The OnePlus Watch 2 is all about its 1.43 inch round bright AMOLED display with 466 x 466 pixels (~326 ppi density) and 1000 nits of brightness. There are rather prominent bezels around the screen, for some reason. Other watches like to spill elegantly off the edges. The watch's Raise-to-wake and Always On display works very sensitively and a quick turn of the wrist will let you see what you need to, on the fly. The watch, in all its roundness, is built to look like a traditional watch, specially with the native watch-faces being used. On one countered edge, there are two buttons, one for power and another that switches from an app to the Home Screen. The top button revolves, but that doesn't make the watch do anything in particular. By the next iteration, OnePlus should link the movement with some action as this has been something almost everyone has complained about.

At all times, you feel the presence of the watch on your wrist. How you take to that depends on the individual wearer but it may well be a little cumbersome to wear while asleep which many may want to do in order to track sleep metrics.

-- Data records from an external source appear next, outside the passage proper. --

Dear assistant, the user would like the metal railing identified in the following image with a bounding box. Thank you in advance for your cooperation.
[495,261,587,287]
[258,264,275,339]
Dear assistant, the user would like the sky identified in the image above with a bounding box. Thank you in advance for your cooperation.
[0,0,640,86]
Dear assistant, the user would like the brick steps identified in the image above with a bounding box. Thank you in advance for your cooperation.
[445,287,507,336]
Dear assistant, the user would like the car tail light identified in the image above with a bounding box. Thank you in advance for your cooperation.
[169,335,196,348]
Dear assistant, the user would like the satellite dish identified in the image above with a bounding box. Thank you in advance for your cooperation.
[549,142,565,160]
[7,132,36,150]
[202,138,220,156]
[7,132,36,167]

The watch is made from sapphire crystal on the front and a stainless steel frame and plastic back which houses all the sensors and the magnetic pins that hold the proprietary charger in place. The watch is IP68 dust/water resistant for up to 1.5m for 30 mins and is even military standards compliant. OnePlus seems to have hit upon the term 'rugged elegance' for the wearable.

Long battery life

One reason for the Watch 2's weight is a 500mAh battery on the inside. It's this, along with the division of tasks between the two chips, that actually enables long battery life, a highlight feature of the watch. Many believe that this feature alone is enough reason to buy the watch. What you will get depends on what you do, and your settings. OnePlus promises 100 hours of battery life until you need to charge. It definitely lasts about 80 hours. This is a lot for fully functional smartwatches. If you go into its power saving mode, battery life extends on 12 days and cuts down on full functionality. Allowing this to happen first of all, is the presence of Google's Wear OS 4 (with Snapdragon W5 Gen 1) which enables it to work with two operating systems at the same time. Wear OS handles higher end tasks while RTOS handles basic ones which you might need to keep going if you’re traveling. You can switch between the two modes depending on when you plan to charge.

Charging this watch is easy--the little charger snaps magnetically into place almost on its own and all you need to do is make sure it's connected to an adaptor and regular USB-C cable.

Tracking fitness

Getting down to what the OnePlus Watch 2 can do, well, most of what you would expect from a high end smartwatch. You have access to apps through the Play Store and can add WhatsApp and Spotify, Google Keep and many other compatible apps and can also pull in the main fitness apps you may already be familiar with. You have access to the Google Assistant, of course, and can make and receive calls. One thing you do not have is a small keyboard, so input to apps and other areas is through voice typing and for the phone also through a dialer. Google Pay doesn't currently work on the watch in India. It also doesn't include LTE functionality and has to be used with the phone.

But it is fitness tracking that users are most interested in on smartwatches. For that, this watch has heart rate, activity tracking, very basic sleep metrics, SpO2, and a whole host of exercise and workout types. Stress is also tracked - a dubious metric on any smartwatch. Tracking needs some improvement in terms of accuracy, but it’ll do the job. There’s an OHealth companion app, but that too needs some developing. The watch also needs to build in encouragement and motivation aspects. It also lacks high end health features like fall detection, ECG, menstrual cycle tracking or crash detection.

All in all, the OnePlus Watch 2 offers a viable option in a milieu that is teeming with cheap and somewhat dubious smartwatches with only premium watches there to rely on. It's reasonably priced at ₹24,999 or slightly less with schemes.